Current medical diagnostic situations associated with the measurement of polyvalent metal ions (Ca2+, Fe2+, Fe3+, Zn2+, Mn2+, Mg2+, Cu2+, etc.) similarly apply to veterinary diagnosis. Particularly, there is an increasing need to measure polyvalent metal ions in the field of food inspection but satisfactory alternatives are not yet available. Since ingredients present in most foods affect human health when ingested or otherwise taken into the body, it is necessary to quantitatively analyze food constituents using various assay techniques. Calcium ion is a typical example of polyvalent metal ions in food ingredients that need to be quantitatively analyzed. Calcium is the most abundant mineral in the body despite its relatively small amount circulating in blood. As explained above, blood calcium ions play a crucial role in regulating and controlling intracellular and extracellular physiological processes. The incidence of disease can be predicted depending on blood calcium ion level. Blood calcium ion level is even involved in the prevention of some cancers or osteoporosis. The elderly are at risk of calcium deficiency. In an effort to reduce this risk, calcium should be supplied through food intake. Currently, the consumption of calcium-containing foods is steadily on the rise.

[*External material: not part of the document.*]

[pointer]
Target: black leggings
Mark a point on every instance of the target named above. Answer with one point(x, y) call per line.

The above calcium quantification methods can be applied to food samples. However, most of the methods require sample pretreatment, making it difficult to quickly inspect foods or automate periodic analysis processes during food production or management. Particular minerals in food are quantified by chemical methods or atomic absorption spectroscopy methods for quantitative analysis of polyvalent metal ions (Ca2+, Fe2+, Fe3+, Zn2+, Mn2+, Mg2+, Cu2+, etc.) after sample pretreatment for metal ion chelation and additional processing for measuring chelated conjugates. In contrast, ion selective electrodes (ISEs) have attracted much attention because of their potential to reduce the number of analysis processes and relative low price. However, currently commercially available ISEs have the problems of low analytical accuracy and poor stability when used to analyze complex samples, such as blood and food samples.